On the one hand the goals of the JFB were feminist—strengthening women's rights and advancing the gainful employment of Jewish women and on the other hand they were in accordance with the traditional goals of Jewish philanthropy practical charity as a divine precept. Integrating these different objectives was not always easy for Pappenheim. A particular objection was that in her battle against traffic in women she not only spoke openly about Jewish women as victims, but also about Jewish men as perpetrators. She criticized how women were perceived in Judaism, and as a member of the German feminist movement she demanded that the ideal of equal rights for women be realized also within Jewish institutions. She was particularly concerned about education and job equality.
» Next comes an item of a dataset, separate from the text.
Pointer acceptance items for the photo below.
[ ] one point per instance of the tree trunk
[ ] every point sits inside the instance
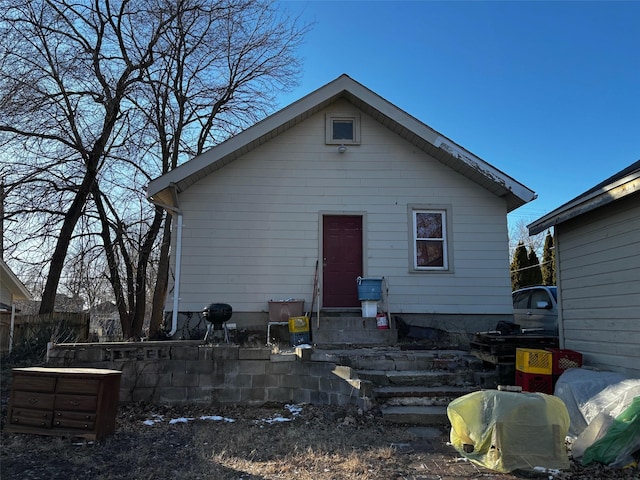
(62, 245)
A statement she made at the first JFB delegate assembly in 1907 – "under Jewish law a woman is not an individual, not a personality; she is only judged and assessed as a sexual being" – prompted a violent nationwide reaction on the part of Orthodox rabbis and the Jewish press. The existence of the conditions Pappenheim criticized — traffic in women, neglect of illegitimate Jewish orphans — was denied, and she was accused of "insulting Judaism." Also politically liberal and emancipated Jews had a patriarchal and traditionalistic attitude about women's rights.
Views
What is known of Bertha’s early development comes largely from Joseph Breuer’s famous essays in Studie in Hysteria
(1908), compiled with Sigmund Freud. In one essay Pappenheim is identified as “Anna O.,” a case-study of hysteria — a young woman suffering from psychosomatic paralysis following the stress of nursing her father during his final illness. The care she received from Breuer ended inconclusively; his understanding of the transference that had taken place during treatment was limited.
Personality
Physical Characteristics:
Between 1880 and 1882 Bertha Pappenheim was treated by Austrian physician Josef Breuer for a variety of nervous symptoms that appeared when her father suddenly became ill. Breuer kept his then-friend Sigmund Freud abreast of her case, informing his earliest analysis of the origins of hysteria.